F. G. : « Oui car il est assez facile de se dissimuler derrière un VPN, un réseau privé virtuel, pour être localisé dans un autre pays. Les hackers peuvent trouver des rançongiciels sur le dark web et certains s’improvisent pirates sans réellement maîtriser la technologie qu’ils utilisent. Cela diminue encore plus les chances de récupérer ses données en cas de cryptage par ces rançongiciels. »

LVE : La cyber menace comprend-elle la divulgation de faux avis ou de fausses informations ?

F. G. : « Clairement oui et l’intelligence artificielle décuple les capacités de nuisance car elle permet de générer des quantités de texte publiables facilement. Il est également recommandé aux entreprises de faire de la veille en termes de renseignements d’origines sources ouvertes afin de rechercher des données grises accessibles facilement mais légalement confidentielles à la différence des données blanches qui sont publiques. »

LVE : Quels autres risques font courir l’intelligence artificielle ?

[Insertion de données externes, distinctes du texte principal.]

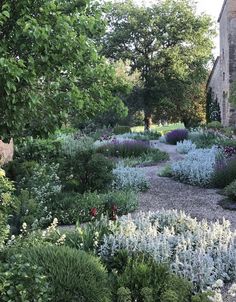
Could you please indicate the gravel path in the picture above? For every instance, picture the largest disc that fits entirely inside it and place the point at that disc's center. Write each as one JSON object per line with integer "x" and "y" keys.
{"x": 166, "y": 193}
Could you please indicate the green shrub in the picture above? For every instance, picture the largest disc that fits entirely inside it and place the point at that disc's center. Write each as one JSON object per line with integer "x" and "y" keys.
{"x": 147, "y": 294}
{"x": 21, "y": 281}
{"x": 204, "y": 139}
{"x": 148, "y": 281}
{"x": 26, "y": 210}
{"x": 89, "y": 236}
{"x": 128, "y": 148}
{"x": 216, "y": 125}
{"x": 225, "y": 173}
{"x": 123, "y": 295}
{"x": 152, "y": 156}
{"x": 70, "y": 207}
{"x": 92, "y": 171}
{"x": 73, "y": 275}
{"x": 230, "y": 190}
{"x": 169, "y": 296}
{"x": 38, "y": 149}
{"x": 6, "y": 203}
{"x": 121, "y": 129}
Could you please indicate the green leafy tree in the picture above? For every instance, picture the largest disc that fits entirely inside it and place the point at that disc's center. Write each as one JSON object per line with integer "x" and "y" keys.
{"x": 50, "y": 68}
{"x": 169, "y": 44}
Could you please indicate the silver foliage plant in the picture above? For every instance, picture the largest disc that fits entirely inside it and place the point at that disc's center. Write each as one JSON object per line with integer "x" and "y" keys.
{"x": 129, "y": 178}
{"x": 70, "y": 145}
{"x": 198, "y": 167}
{"x": 202, "y": 252}
{"x": 185, "y": 147}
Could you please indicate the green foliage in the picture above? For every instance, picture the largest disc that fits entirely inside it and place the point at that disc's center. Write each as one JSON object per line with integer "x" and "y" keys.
{"x": 148, "y": 281}
{"x": 230, "y": 190}
{"x": 225, "y": 173}
{"x": 166, "y": 171}
{"x": 147, "y": 294}
{"x": 21, "y": 281}
{"x": 71, "y": 207}
{"x": 72, "y": 275}
{"x": 123, "y": 295}
{"x": 50, "y": 63}
{"x": 124, "y": 149}
{"x": 121, "y": 129}
{"x": 169, "y": 296}
{"x": 172, "y": 66}
{"x": 216, "y": 125}
{"x": 38, "y": 150}
{"x": 151, "y": 157}
{"x": 212, "y": 108}
{"x": 6, "y": 203}
{"x": 204, "y": 139}
{"x": 93, "y": 172}
{"x": 89, "y": 237}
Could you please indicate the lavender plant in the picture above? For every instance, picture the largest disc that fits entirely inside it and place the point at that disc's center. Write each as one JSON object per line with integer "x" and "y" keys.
{"x": 129, "y": 178}
{"x": 125, "y": 148}
{"x": 197, "y": 168}
{"x": 185, "y": 147}
{"x": 177, "y": 135}
{"x": 202, "y": 252}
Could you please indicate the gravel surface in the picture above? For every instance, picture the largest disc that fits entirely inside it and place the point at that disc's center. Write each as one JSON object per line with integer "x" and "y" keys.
{"x": 165, "y": 193}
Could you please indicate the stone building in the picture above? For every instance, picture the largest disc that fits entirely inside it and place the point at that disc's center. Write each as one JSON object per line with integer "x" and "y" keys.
{"x": 224, "y": 71}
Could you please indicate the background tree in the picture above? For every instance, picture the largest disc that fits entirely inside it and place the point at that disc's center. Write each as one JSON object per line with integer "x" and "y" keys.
{"x": 169, "y": 44}
{"x": 49, "y": 65}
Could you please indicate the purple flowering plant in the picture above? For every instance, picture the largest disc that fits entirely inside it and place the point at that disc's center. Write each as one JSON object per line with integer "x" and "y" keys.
{"x": 176, "y": 136}
{"x": 125, "y": 148}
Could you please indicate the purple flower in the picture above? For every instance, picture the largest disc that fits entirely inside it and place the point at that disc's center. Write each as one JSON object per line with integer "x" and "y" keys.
{"x": 177, "y": 135}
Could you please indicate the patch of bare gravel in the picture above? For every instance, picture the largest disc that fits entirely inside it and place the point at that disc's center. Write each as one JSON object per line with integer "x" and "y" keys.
{"x": 165, "y": 193}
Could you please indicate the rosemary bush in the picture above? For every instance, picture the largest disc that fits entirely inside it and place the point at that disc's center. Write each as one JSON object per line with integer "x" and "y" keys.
{"x": 202, "y": 252}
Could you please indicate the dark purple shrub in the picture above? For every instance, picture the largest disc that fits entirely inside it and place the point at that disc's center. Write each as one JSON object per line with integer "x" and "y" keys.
{"x": 176, "y": 136}
{"x": 229, "y": 151}
{"x": 125, "y": 148}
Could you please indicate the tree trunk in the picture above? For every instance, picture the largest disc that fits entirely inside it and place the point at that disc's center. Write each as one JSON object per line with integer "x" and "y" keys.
{"x": 147, "y": 121}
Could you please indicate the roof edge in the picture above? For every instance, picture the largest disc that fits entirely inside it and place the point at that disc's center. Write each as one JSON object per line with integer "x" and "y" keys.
{"x": 212, "y": 71}
{"x": 222, "y": 10}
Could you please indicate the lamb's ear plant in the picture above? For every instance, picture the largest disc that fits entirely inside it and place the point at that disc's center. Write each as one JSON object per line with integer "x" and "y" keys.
{"x": 124, "y": 295}
{"x": 198, "y": 167}
{"x": 147, "y": 294}
{"x": 201, "y": 252}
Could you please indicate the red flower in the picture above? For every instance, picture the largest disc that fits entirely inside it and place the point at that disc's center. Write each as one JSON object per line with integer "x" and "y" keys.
{"x": 114, "y": 208}
{"x": 93, "y": 212}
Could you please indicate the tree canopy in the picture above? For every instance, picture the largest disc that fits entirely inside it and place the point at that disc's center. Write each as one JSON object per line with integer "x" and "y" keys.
{"x": 50, "y": 67}
{"x": 170, "y": 45}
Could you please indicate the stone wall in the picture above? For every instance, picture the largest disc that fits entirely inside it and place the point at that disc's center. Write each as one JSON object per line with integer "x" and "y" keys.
{"x": 224, "y": 71}
{"x": 6, "y": 152}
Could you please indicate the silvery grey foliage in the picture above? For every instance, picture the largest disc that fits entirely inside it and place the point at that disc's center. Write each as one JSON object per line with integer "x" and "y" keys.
{"x": 129, "y": 178}
{"x": 70, "y": 145}
{"x": 185, "y": 147}
{"x": 200, "y": 251}
{"x": 197, "y": 168}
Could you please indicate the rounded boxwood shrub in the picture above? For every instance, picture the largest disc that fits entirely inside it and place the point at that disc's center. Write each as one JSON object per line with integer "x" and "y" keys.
{"x": 177, "y": 135}
{"x": 230, "y": 190}
{"x": 121, "y": 129}
{"x": 73, "y": 275}
{"x": 225, "y": 173}
{"x": 125, "y": 148}
{"x": 91, "y": 171}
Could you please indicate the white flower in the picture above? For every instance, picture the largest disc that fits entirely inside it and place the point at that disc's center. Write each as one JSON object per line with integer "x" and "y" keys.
{"x": 232, "y": 290}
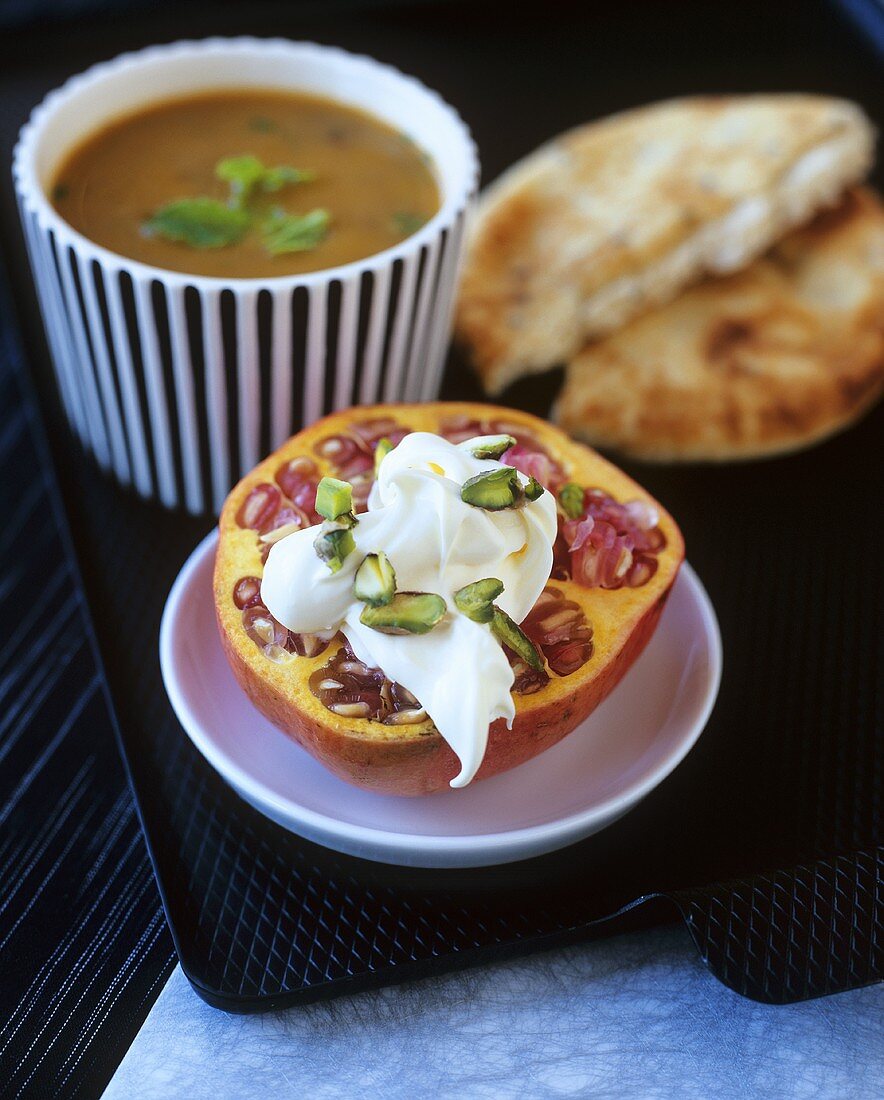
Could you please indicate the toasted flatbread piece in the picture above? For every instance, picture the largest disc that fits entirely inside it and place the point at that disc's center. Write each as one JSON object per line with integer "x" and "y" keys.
{"x": 621, "y": 215}
{"x": 784, "y": 353}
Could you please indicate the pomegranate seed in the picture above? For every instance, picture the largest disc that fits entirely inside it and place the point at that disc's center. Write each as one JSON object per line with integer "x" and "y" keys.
{"x": 287, "y": 516}
{"x": 351, "y": 689}
{"x": 338, "y": 449}
{"x": 568, "y": 656}
{"x": 371, "y": 431}
{"x": 559, "y": 628}
{"x": 307, "y": 645}
{"x": 298, "y": 479}
{"x": 246, "y": 592}
{"x": 263, "y": 628}
{"x": 611, "y": 545}
{"x": 258, "y": 508}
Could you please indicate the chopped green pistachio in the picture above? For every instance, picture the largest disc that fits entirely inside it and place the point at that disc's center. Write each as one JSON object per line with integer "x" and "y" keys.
{"x": 476, "y": 600}
{"x": 488, "y": 447}
{"x": 295, "y": 232}
{"x": 334, "y": 498}
{"x": 382, "y": 450}
{"x": 571, "y": 497}
{"x": 407, "y": 613}
{"x": 333, "y": 545}
{"x": 493, "y": 491}
{"x": 511, "y": 635}
{"x": 375, "y": 581}
{"x": 533, "y": 490}
{"x": 200, "y": 222}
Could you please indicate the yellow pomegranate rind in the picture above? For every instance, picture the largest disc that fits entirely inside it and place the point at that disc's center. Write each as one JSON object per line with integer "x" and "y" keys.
{"x": 413, "y": 759}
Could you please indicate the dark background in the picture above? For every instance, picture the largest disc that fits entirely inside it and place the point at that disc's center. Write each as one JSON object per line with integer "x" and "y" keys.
{"x": 787, "y": 776}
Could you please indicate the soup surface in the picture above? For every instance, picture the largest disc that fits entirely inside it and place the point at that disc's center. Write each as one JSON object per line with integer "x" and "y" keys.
{"x": 246, "y": 184}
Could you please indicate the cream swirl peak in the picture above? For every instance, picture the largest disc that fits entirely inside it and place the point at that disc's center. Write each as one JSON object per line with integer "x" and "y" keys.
{"x": 435, "y": 542}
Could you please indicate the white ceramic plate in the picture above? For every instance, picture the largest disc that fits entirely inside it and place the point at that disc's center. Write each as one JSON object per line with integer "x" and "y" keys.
{"x": 598, "y": 772}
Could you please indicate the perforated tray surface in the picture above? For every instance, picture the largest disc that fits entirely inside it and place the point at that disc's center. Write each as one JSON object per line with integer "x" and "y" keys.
{"x": 768, "y": 836}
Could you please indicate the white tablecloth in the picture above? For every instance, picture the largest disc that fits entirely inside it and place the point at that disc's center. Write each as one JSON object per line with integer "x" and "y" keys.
{"x": 636, "y": 1016}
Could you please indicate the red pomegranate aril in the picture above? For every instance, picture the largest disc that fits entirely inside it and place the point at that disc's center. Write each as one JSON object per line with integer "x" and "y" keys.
{"x": 351, "y": 689}
{"x": 246, "y": 592}
{"x": 260, "y": 506}
{"x": 610, "y": 546}
{"x": 559, "y": 628}
{"x": 298, "y": 479}
{"x": 371, "y": 431}
{"x": 306, "y": 645}
{"x": 263, "y": 628}
{"x": 528, "y": 680}
{"x": 355, "y": 468}
{"x": 643, "y": 569}
{"x": 568, "y": 656}
{"x": 288, "y": 514}
{"x": 339, "y": 450}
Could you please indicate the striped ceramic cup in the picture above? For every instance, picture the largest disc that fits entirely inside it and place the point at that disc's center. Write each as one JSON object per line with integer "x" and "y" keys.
{"x": 178, "y": 383}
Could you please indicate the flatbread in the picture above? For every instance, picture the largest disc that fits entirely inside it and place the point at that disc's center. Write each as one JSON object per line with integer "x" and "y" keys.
{"x": 769, "y": 360}
{"x": 620, "y": 215}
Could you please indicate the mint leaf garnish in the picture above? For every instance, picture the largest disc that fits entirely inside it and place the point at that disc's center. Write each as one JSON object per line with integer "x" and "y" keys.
{"x": 246, "y": 173}
{"x": 242, "y": 173}
{"x": 406, "y": 223}
{"x": 205, "y": 222}
{"x": 274, "y": 178}
{"x": 293, "y": 232}
{"x": 200, "y": 222}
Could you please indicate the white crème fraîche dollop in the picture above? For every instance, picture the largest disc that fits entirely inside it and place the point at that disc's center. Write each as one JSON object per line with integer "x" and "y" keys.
{"x": 435, "y": 542}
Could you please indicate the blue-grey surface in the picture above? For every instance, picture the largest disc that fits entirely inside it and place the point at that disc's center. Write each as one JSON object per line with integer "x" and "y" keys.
{"x": 637, "y": 1016}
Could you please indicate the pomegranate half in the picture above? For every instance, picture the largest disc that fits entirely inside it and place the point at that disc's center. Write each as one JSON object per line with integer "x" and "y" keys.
{"x": 616, "y": 559}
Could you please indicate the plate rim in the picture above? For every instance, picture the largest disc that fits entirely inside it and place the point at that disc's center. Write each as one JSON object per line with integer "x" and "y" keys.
{"x": 419, "y": 849}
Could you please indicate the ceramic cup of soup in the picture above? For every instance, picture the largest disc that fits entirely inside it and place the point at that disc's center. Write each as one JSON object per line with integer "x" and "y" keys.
{"x": 232, "y": 238}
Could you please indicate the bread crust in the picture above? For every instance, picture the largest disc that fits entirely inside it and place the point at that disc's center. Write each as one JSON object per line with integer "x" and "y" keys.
{"x": 620, "y": 215}
{"x": 415, "y": 759}
{"x": 785, "y": 353}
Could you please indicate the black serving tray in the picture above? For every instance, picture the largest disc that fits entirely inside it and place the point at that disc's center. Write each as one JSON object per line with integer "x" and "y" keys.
{"x": 766, "y": 839}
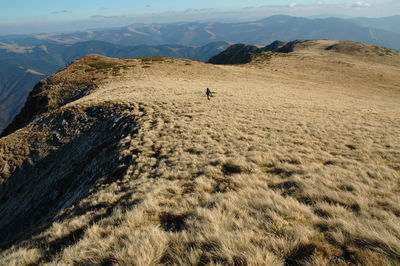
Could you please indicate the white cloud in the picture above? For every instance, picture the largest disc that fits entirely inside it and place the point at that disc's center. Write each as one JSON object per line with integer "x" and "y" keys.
{"x": 361, "y": 4}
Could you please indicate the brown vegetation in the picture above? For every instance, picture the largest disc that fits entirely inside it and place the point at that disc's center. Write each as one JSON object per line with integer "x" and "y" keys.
{"x": 295, "y": 160}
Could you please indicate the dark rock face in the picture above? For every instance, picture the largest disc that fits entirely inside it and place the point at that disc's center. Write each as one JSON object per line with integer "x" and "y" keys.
{"x": 236, "y": 54}
{"x": 243, "y": 53}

F. G. : « Attention aux données qui vont être fournies à l’IA. Ainsi de nombreuses entreprises utilisent des logiciels comme ChatGPT pour les aider à rédiger des courriers sans savoir où leurs informations, peut-être confidentielles, vont ensuite partir. L’usage de l’IA en entreprise doit être encadré. »

LVE : Et quels avantages apportent l’IA ?

F. G. : « L’IA permet d’analyser par exemple les comportements de codes informatiques sur Internet. C’est technique mais cela permet d’éviter des cyber attaques car l’IA offre des capacités de compréhension et d’anticipation extrêmement fortes comparé aux contrôles humains. »

L’appli Lawxer en déploiement

Avec Serge Liatko en charge du développement informatique de l’application, François Gorriez développe la start-up Lawxer basée sur la Côte basque. Analysant des contrats pour vérifier leur conformité et leur respect de la stratégie de l’entreprise, l’appli contrôle aussi les exigences de cybersécurité avant de livrer un diagnostic appelé « juriscore ». Sélectionnée par l’incubateur du Barreau de Paris en début d’année, l’appli Lawxer a remporté le prix d’innovation du Barreau de Lyon en avril dernier. L’application commence à être déployée au sein de directions juridiques et financières d’entreprises.